Xs = np.linspace(X.min() - X_MARGIN, X.max() + X_MARGIN, num_data_test).reshape(-1, 1)

def predict_y_samples(prediction_model, Xs, num_samples=25):
    samples = []
    for i in tqdm(range(num_samples)):
        out = prediction_model(Xs)
        s = out.y_mean + out.y_var ** .5 * tf.random.normal(tf.shape(out.y_mean), dtype=out.y_mean.dtype)
        samples.append(s)
    return tf.concat(samples, axis=1)


def plot_samples(ax, N_samples=25):
    samples = predict_y_samples(dgp.as_prediction_model(), Xs, N_samples).numpy().T
    Xs_tiled = np.tile(Xs, [N_samples, 1])
    ax.scatter(Xs_tiled.flatten(), samples.flatten(), marker='.', alpha=0.2, color='C0')
    ax.set_ylim(-2.5, 2.5)
    ax.set_xlim(min(Xs), max(Xs))
    ax.scatter(X, Y, marker='.', color='C1')

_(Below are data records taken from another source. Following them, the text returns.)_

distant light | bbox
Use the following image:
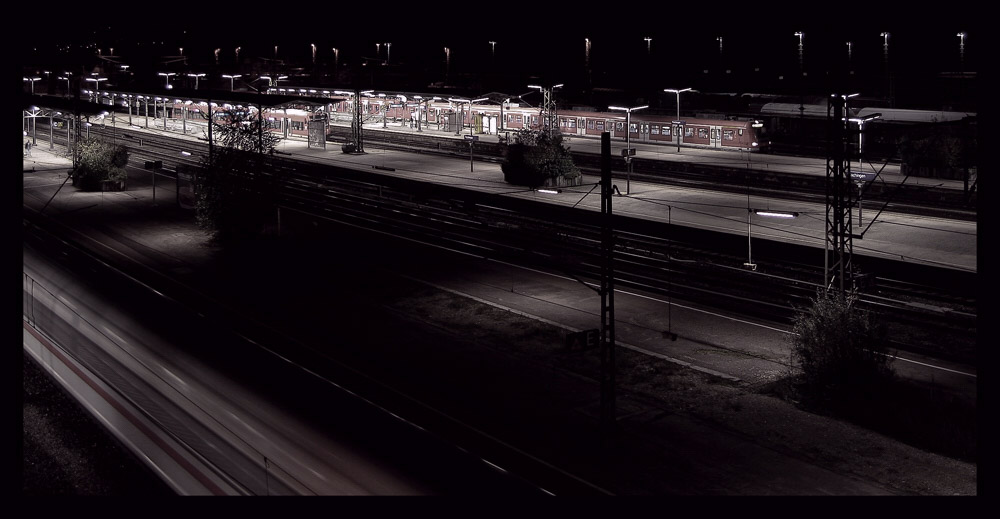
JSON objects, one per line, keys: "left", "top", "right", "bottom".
{"left": 180, "top": 151, "right": 191, "bottom": 156}
{"left": 754, "top": 210, "right": 798, "bottom": 218}
{"left": 537, "top": 188, "right": 560, "bottom": 194}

def plot_latent_variables(ax):
    for l in dgp.f_layers:
        if isinstance(l, gpflux.layers.LatentVariableLayer):
            m = l.encoder.means.numpy()
            s = l.encoder.stds.numpy()
            ax.errorbar(X.flatten(), m.flatten(), yerr=s.flatten(), fmt='o')
            return

[20]:

fig, (ax1, ax2) = plt.subplots(1, 2, figsize=(10, 4))
plot_samples(ax1)
plot_latent_variables(ax2)

100%|██████████| 25/25 [00:01<00:00, 24.88it/s]

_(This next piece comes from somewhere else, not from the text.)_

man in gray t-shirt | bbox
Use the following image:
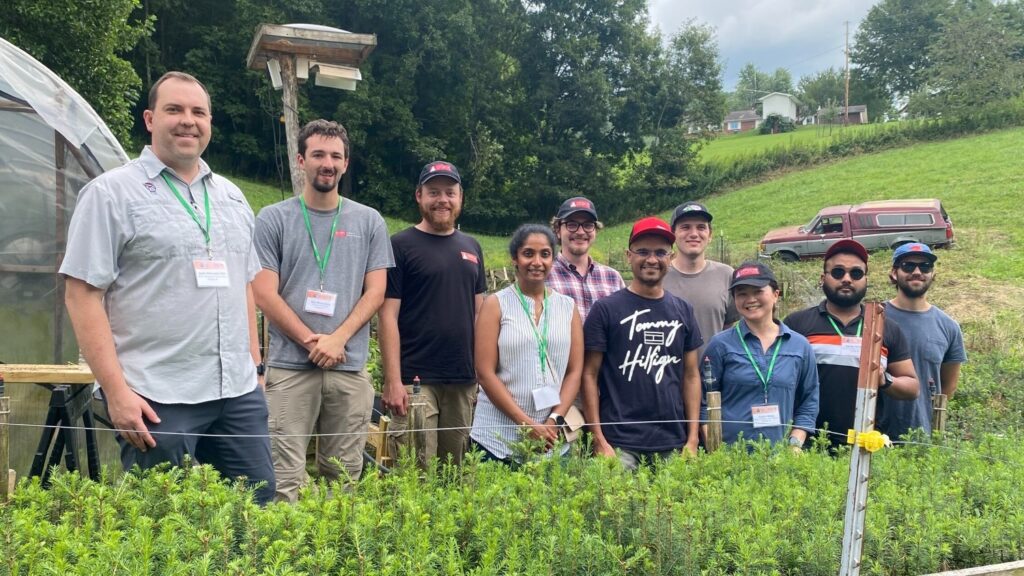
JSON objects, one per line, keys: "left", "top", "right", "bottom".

Left we show the dataset and posterior samples of \(y\). On the right we plot the mean and std. deviation of the latent variables corresponding to the datapoints.

[23]:

def plot_mean_and_var(ax, samples=None, N_samples=5_000):
    if samples is None:
        samples = predict_y_samples(dgp.as_prediction_model(), Xs, N_samples).numpy().T

    m = np.mean(samples, 0).flatten()
    v = np.var(samples, 0).flatten()

    ax.plot(Xs.flatten(), m, "C1")
    for i in [1, 2]:
        lower = m - i * np.sqrt(v)
        upper = m + i * np.sqrt(v)
        ax.fill_between(Xs.flatten(), lower, upper, color="C1", alpha=0.3)
    ax.plot(X, Y, "kx", alpha=0.5)
    ax.set_ylim(Y.min() - Y_MARGIN, Y.max() + Y_MARGIN)
    ax.set_xlabel("time")
    ax.set_ylabel("acceleration")
    return samples

[24]:

fig, ax = plt.subplots()
plot_mean_and_var(ax);

100%|██████████| 5000/5000 [03:24<00:00, 24.44it/s]

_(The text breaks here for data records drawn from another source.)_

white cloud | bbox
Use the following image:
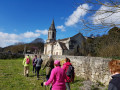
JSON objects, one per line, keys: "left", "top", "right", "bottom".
{"left": 0, "top": 32, "right": 19, "bottom": 47}
{"left": 56, "top": 25, "right": 65, "bottom": 31}
{"left": 0, "top": 32, "right": 19, "bottom": 40}
{"left": 0, "top": 29, "right": 48, "bottom": 47}
{"left": 35, "top": 29, "right": 48, "bottom": 35}
{"left": 22, "top": 31, "right": 40, "bottom": 38}
{"left": 65, "top": 4, "right": 90, "bottom": 26}
{"left": 92, "top": 4, "right": 120, "bottom": 25}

The deep GP model can handle the heteroscedastic noise in the dataset as well as the sharp-ish transition at \(0.3\).

Conclusion#

In this notebook we created a two layer deep Gaussian process with a latent variable base layer to model a heteroscedastic dataset using GPflux.

[1] Silverman, B. W. (1985) “Some aspects of the spline smoothing approach to non-parametric curve fitting”. Journal of the Royal Statistical Society series B 47, 1-52.